Slashdot Mirror


MIT Develops Camera-Like Fabric

suraj.sun writes "Researchers at the Massachusetts Institute of Technology have developed a fabric made of a mesh of light-sensitive fibers that collectively act like a rudimentary camera. The fibers, which each can detect two frequencies of light, produced signals that when amplified and processed by a computer reproduced an image of a smiley face near the mesh. 'This is the first time that anybody has demonstrated that a single plane of fibers, or "fabric," can collect images just like a camera but without a lens,' said Yoel Fink, an associate professor of materials science, who along with colleagues described the approach in a the journal Nano Letters. MIT suggested that the technology, if developed further, could give a soldier a uniform that would help him see threats in all directions. Optical fiber webs, by distributing the chore across a large area, would be less susceptible to damage in one area."

5 of 78 comments (clear)

  1. Re:MGS tech by wjh31 · · Score: 4, Informative

    This is a camera not a display. It seems it only reads what is around, it cant display anything to mimic it. To repoduce the image on the suit for camo or whatever you would probably have to interweave the camera fabric with a fabric that can display images, but then youd have to be very careful not to fall into some feedback loop.

  2. George Turner's Brain Child by allrite · · Score: 3, Informative

    A clothing camera was described by science fiction author George Turner in his 1991 novel Brain Child.

  3. Neat tricks with camera arrays by de_smudger · · Score: 2, Informative

    Wouldn't do not to reference related work such as the Stanford Camera Array - video here showing the multitude of neat tricks that can be done by processing images from multiple apertures into a single image:
    http://graphics.stanford.edu/papers/CameraArray/CameraArray.mp4

    The advent of inexpensive digital image sensors has generated great interest in building sensing systems that incorporate large numbers of cameras. At the same time, advances in semiconductor technology have made increasing computing power available for decreasing cost, power, and package size. These trends raise the question - can we use clusters of inexpensive imagers and processors to create virtual cameras that outperform real ones? Can we combine large numbers of conventional images computationally to produce new kinds of images? In an effort to answer these questions, the Stanford Computer Graphics Laboratory has built an array of 100 CMOS-based cameras.
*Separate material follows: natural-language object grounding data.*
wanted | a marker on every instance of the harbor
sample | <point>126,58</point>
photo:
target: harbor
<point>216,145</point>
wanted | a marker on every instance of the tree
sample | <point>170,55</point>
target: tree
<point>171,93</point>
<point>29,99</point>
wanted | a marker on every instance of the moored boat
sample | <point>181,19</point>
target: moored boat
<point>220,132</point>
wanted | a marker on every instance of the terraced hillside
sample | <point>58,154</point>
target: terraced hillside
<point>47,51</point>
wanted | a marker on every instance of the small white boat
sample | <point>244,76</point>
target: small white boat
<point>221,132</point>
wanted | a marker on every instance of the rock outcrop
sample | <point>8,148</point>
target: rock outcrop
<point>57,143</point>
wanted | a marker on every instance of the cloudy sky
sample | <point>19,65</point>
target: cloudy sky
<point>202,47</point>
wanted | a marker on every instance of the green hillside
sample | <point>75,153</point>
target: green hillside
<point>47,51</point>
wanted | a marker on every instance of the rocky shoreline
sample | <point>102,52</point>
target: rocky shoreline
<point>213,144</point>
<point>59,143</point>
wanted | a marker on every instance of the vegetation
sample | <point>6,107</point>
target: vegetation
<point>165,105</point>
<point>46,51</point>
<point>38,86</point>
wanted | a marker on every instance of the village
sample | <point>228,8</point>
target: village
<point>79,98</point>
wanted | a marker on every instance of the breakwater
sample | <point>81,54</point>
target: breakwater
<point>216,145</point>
    Multi-camera systems can function in many ways, depending on the arrangement and aiming of the cameras. In particular, if the cameras are packed close together, then the system effectively functions as a single-center-of-projection synthetic camera, which we can configure to provide unprecedented performance along one or more imaging dimensions, such as resolution, signal-to-noise ratio, dynamic range, depth of field, frame rate, or spectral sensitivity. If the cameras are placed farther apart, then the system functions as a multiple-center-of-projection camera, and the data it captures is called a light field. Of particular interest to us are novel methods for estimating 3D scene geometry from the dense imagery captured by the array, and novel ways to construct multi-perspective panoramas from light fields, whether captured by this array or not. Finally, if the cameras are placed at an intermediate spacing, then the system functions as a single camera with a large synthetic aperture, which allows us to see through partially occluding environments like foliage or crowds. If we augment the array of cameras with an array of video projectors, we can implement a discrete approximation of confocal microscopy, in which objects not lying on a selected plane become both blurry and dark, effectively disappearing. These techniques, which we explore in our CVPR and SIGGRAPH papers (listed below), have potential application in scientific imaging, remote sensing, underwater photography, surveillance, and cinematic special effects.
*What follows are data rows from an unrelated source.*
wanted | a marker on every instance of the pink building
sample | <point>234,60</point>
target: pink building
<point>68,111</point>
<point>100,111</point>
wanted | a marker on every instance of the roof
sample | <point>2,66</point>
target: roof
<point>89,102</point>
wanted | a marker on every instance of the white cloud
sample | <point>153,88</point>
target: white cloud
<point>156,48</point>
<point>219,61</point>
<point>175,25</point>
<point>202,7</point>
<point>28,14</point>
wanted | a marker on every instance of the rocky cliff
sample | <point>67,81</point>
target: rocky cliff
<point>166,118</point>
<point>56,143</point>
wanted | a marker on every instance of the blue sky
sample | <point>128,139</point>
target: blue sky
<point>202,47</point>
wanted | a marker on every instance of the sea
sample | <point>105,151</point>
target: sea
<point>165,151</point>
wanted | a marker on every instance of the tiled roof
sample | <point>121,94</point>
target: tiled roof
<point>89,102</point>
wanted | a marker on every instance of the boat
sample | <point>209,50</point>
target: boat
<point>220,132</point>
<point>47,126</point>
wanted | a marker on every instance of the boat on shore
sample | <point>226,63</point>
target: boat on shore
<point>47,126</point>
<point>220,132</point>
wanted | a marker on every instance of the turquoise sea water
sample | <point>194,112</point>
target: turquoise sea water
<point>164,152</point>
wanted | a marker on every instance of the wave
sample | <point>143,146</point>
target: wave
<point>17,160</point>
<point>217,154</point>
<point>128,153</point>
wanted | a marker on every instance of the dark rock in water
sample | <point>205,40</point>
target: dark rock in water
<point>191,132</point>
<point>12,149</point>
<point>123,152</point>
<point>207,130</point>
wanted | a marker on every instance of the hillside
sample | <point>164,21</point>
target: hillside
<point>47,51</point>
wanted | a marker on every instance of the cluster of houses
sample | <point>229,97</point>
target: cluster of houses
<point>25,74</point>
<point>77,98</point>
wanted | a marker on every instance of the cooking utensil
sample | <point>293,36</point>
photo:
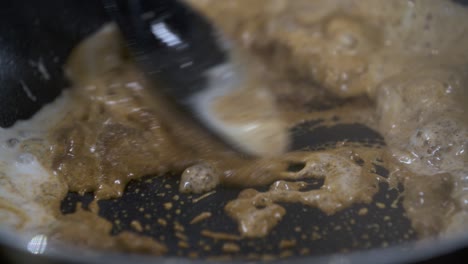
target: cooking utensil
<point>17,104</point>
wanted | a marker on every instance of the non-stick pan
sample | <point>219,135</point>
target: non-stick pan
<point>48,30</point>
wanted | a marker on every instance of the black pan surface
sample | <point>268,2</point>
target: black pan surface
<point>34,30</point>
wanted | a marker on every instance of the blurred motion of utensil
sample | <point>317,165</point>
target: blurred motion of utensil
<point>180,48</point>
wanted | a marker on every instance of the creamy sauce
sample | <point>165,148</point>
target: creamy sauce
<point>396,66</point>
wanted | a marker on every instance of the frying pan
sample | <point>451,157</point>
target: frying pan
<point>48,30</point>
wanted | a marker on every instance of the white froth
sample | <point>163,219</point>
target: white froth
<point>21,174</point>
<point>256,136</point>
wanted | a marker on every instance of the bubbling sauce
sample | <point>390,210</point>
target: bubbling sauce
<point>399,67</point>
    http://graphics.stanford.edu/projects/array/

  4. There is no spoon by Anonymous Coward · · Score: 1, Informative

    I believe you are referring to this "Cloak [new scientist]", an interesting application seems to also be to project a faux object that isnt there.

    Either way there is no need for sampling of the surrounding area, no camera fabric needed.

  5. hypercolor! by Anonymous Coward · · Score: 1, Informative

    We had this in the 80s with HyperColor shirts. Drop a stencil on the shirt and leave it in the sun and the design would be duplicated on the shirt. Hey! It's photosensitive!